O Pai de Santo atuava na Rua Gregório de Sousa, no Bairro Jardinópolis. O local é conhecido como Centro dos Anjos. Segundo a Polícia Civil, foi no local que o suspeito teria praticado diversos abusos sexuais contra várias mulheres.

A delegada falou ainda sobre  fortes indícios de que o investigado teria praticado aborto em uma das vítimas sem o consentimento dela e, em outra circunstância, transmitido Doenças Sexualmente Transmissíveis (DST) a outra, à época, uma adolescente de idade não informada.

Ele teria engravidado uma das vítimas, segundo o que apuramos.
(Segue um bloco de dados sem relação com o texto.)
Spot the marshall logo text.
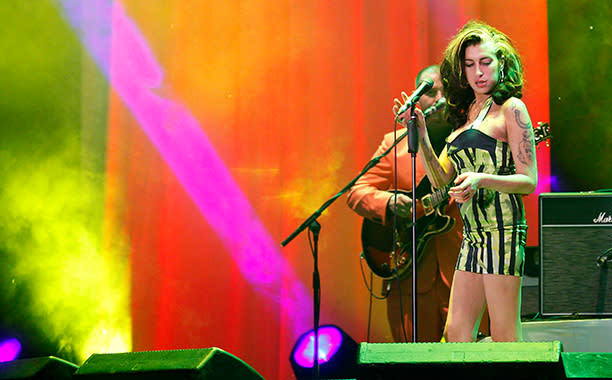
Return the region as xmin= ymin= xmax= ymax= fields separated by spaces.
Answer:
xmin=593 ymin=212 xmax=612 ymax=223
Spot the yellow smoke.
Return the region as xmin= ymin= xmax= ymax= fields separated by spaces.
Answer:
xmin=1 ymin=140 xmax=131 ymax=364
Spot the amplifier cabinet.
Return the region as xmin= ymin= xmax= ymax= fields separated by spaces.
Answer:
xmin=539 ymin=192 xmax=612 ymax=316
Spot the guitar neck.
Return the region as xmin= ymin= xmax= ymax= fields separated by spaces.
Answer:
xmin=418 ymin=183 xmax=451 ymax=216
xmin=427 ymin=184 xmax=451 ymax=207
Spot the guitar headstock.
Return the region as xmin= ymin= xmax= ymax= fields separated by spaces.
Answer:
xmin=534 ymin=121 xmax=551 ymax=147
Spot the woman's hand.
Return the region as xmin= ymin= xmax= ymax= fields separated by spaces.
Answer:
xmin=392 ymin=91 xmax=410 ymax=124
xmin=392 ymin=93 xmax=427 ymax=134
xmin=448 ymin=172 xmax=485 ymax=203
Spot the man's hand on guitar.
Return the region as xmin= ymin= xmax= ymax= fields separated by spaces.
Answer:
xmin=387 ymin=193 xmax=413 ymax=217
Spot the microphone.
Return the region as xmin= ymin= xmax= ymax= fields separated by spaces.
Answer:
xmin=395 ymin=78 xmax=434 ymax=119
xmin=423 ymin=97 xmax=446 ymax=118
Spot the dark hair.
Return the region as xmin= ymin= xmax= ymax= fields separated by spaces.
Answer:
xmin=440 ymin=21 xmax=524 ymax=128
xmin=415 ymin=65 xmax=440 ymax=87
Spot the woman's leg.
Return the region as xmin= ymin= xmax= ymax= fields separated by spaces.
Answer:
xmin=483 ymin=274 xmax=522 ymax=341
xmin=443 ymin=270 xmax=487 ymax=342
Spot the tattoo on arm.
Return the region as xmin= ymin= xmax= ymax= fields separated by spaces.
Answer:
xmin=513 ymin=105 xmax=535 ymax=165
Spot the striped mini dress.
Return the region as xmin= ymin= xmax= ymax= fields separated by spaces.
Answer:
xmin=446 ymin=115 xmax=527 ymax=276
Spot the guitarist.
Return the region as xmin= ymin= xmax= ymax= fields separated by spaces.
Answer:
xmin=347 ymin=65 xmax=489 ymax=342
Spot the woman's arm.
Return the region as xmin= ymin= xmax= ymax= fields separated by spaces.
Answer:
xmin=504 ymin=97 xmax=538 ymax=193
xmin=412 ymin=108 xmax=456 ymax=189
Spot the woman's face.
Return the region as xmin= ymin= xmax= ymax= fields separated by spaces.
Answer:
xmin=463 ymin=41 xmax=501 ymax=96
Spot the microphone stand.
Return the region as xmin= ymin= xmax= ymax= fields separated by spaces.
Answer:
xmin=281 ymin=122 xmax=417 ymax=379
xmin=406 ymin=105 xmax=419 ymax=343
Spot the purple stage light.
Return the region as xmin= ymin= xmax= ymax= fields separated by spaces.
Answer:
xmin=290 ymin=325 xmax=358 ymax=380
xmin=292 ymin=325 xmax=343 ymax=368
xmin=0 ymin=338 xmax=21 ymax=363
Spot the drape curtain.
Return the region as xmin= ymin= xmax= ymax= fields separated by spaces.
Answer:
xmin=104 ymin=1 xmax=549 ymax=379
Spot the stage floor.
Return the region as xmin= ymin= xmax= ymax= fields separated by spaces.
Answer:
xmin=481 ymin=318 xmax=612 ymax=352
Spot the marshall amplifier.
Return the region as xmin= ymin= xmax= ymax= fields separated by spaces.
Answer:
xmin=539 ymin=192 xmax=612 ymax=316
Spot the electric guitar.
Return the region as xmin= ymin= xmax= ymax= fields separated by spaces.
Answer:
xmin=361 ymin=122 xmax=551 ymax=280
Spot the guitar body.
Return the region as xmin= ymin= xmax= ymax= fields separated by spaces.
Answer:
xmin=361 ymin=188 xmax=455 ymax=280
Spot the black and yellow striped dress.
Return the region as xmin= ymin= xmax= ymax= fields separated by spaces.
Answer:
xmin=446 ymin=109 xmax=526 ymax=276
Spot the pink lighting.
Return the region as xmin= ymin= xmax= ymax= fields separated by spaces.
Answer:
xmin=56 ymin=0 xmax=312 ymax=335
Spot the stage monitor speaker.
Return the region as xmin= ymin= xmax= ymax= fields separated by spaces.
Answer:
xmin=561 ymin=352 xmax=612 ymax=379
xmin=73 ymin=348 xmax=265 ymax=380
xmin=0 ymin=356 xmax=78 ymax=380
xmin=357 ymin=341 xmax=564 ymax=379
xmin=539 ymin=192 xmax=612 ymax=316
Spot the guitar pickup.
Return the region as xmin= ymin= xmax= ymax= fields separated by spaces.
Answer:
xmin=421 ymin=194 xmax=435 ymax=216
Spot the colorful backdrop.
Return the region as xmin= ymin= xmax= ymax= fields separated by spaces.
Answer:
xmin=0 ymin=1 xmax=555 ymax=379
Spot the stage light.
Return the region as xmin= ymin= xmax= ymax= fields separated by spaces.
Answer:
xmin=290 ymin=324 xmax=358 ymax=380
xmin=0 ymin=338 xmax=21 ymax=363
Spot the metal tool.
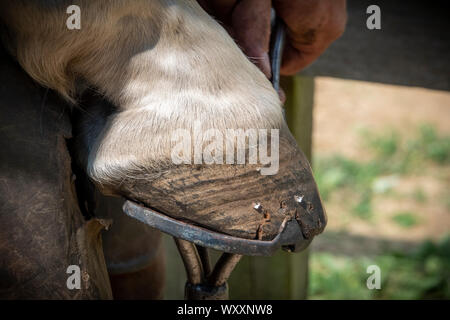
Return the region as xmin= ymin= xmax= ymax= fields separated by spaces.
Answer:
xmin=122 ymin=13 xmax=288 ymax=300
xmin=270 ymin=10 xmax=285 ymax=92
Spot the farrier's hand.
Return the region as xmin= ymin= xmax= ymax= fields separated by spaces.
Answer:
xmin=198 ymin=0 xmax=347 ymax=77
xmin=274 ymin=0 xmax=347 ymax=75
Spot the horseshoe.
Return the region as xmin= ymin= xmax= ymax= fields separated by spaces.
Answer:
xmin=123 ymin=12 xmax=287 ymax=300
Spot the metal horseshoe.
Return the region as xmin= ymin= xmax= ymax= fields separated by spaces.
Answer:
xmin=122 ymin=12 xmax=286 ymax=300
Essa vítima contou que na época procurou por ele para falar sobre a gravidez e ele disse que deveria ser do namorado dela. Ela disse que nunca teve relações com o namorado e neste caso, ele aplicou um medicamento na jovem e quando acordou ela estava com a roupa suja de sangue. Ele disse à vítima que havia resolvido o problema”, esclareceu a delegada.

Algumas vítimas ainda relataram terem sofrido ameaças por parte do suspeito quando decidiam parar de frequentar o centro e o denunciar. “Ele pode responder por aborto, vários estupros e pode responder pelo crime de estelionato sexual, onde ele usa de fraude para enganar a vítima, dizendo que os abusos eram ações de espiritualidade”, explicou Maria Gorete.

Segundo a Polícia Civil, o líder espiritual negou os crimes.